According to John Hailman, author of Thomas Jefferson on Wine, Carcavelos was among Jefferson’s favorite fortified wines. In a letter to wine merchant James Brown dated Aug. 8, 1790, Jefferson writes: “I would prefer good Lisbon; next to that, Sherry, next to that Carcavelos; but still a good quality of the latter would be preferable to an indifferent quality of the former.”
Still, as Lisbon fell prey to “modernization,” and sweet, fortified wines fell out of vogue over the last century, the marquis’ vineyards in Oeiras approached eradication.
It was only in 2006, when the Municipality of Oeiras partnered with the Ministry of Agriculture, that Carcavelos wine was reborn, produced under the Villa Oeiras label.
“For nearly 50 years, this region’s wine culture was destroyed because of the political and [economic] crisis we faced here in the 20th century,” says Alexandre Lisboa, the manager of the wine project at Villa Oeiras. “We have records [showing] that this region has produced wine since the 15th century, but it was really only during the [Marquis’] time that this received international recognition.”
A landscape architect by profession who has worked closely with the municipality for nearly 30 years before dedicating his time solely to Villa Oeiras, Lisboa believes the recovery of this region reflects an essential recovery in Portuguese heritage. “Lisbon’s an urban area, so this is more than just another wine project—it’s [our] heritage.”
As we tour the Villa Oeiras winery, situated a minute away from the Palace, in what was once the Marquis of Pombal’s stable on a cold Friday morning, Lisboa talks me through the complexities of Carcavelos—pipetting the odd glass, swirling it, holding it up to the light. (I can tell he’s somewhat disappointed that the most I’m doing is nodding, but it’s just past 9:00 a.m.!)
The region has a demarcation for Carcavelos fortified wines, the Denominação de Origem Controlada (DOC), which is Portugal’s highest wine classification (similar to the French AOC or Appellation d’origine contrôlée). In addition to establishing a “protected designation of origin,” the DOC also determines minimum alcohol content, grape variety, and aging requirements.

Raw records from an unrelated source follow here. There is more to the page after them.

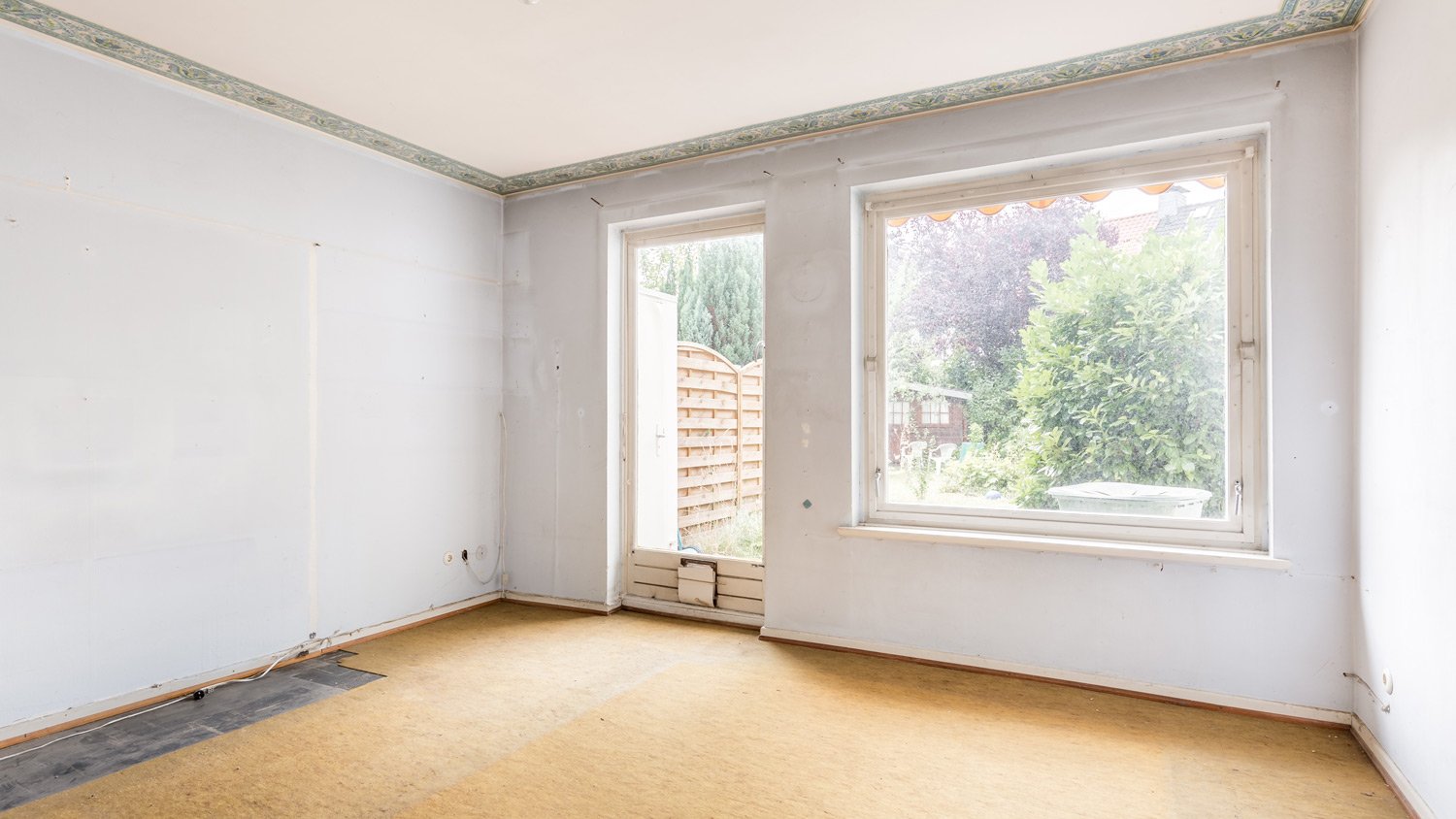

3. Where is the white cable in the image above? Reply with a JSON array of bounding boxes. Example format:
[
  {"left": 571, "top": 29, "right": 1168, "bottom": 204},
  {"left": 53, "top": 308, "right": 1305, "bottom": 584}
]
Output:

Caravelos wine may be made from a blend of up to nine different red and white grapes, and is usually fermented dry and fortified with grape spirit up to 18 to 20 percent ABV. Additionally, three to five years’ cask aging gives the wine a nutty character.
Villa Oeiras’s signature blend, the Carcavelos Villa Oeiras Superior, a 15-year blend was rated 94 points by Wine Enthusiast in 2020.
Owing to partnerships with universities to research optimal technologies for growing grapes and aging and blending wine, Lisboa is hopeful that Villa Oeiras will continue to thrive under the municipality. “In some ways we’re accountable, being a public project,” he says, adding, “Carcavelos is [revived] here for good.”
Which is really to say—as a part-time Lisboeta, and an always=persistent party hostess—I don’t solely want friends who drink port any more. Instead, I’m now looking for friends who drink Carcavelos, too.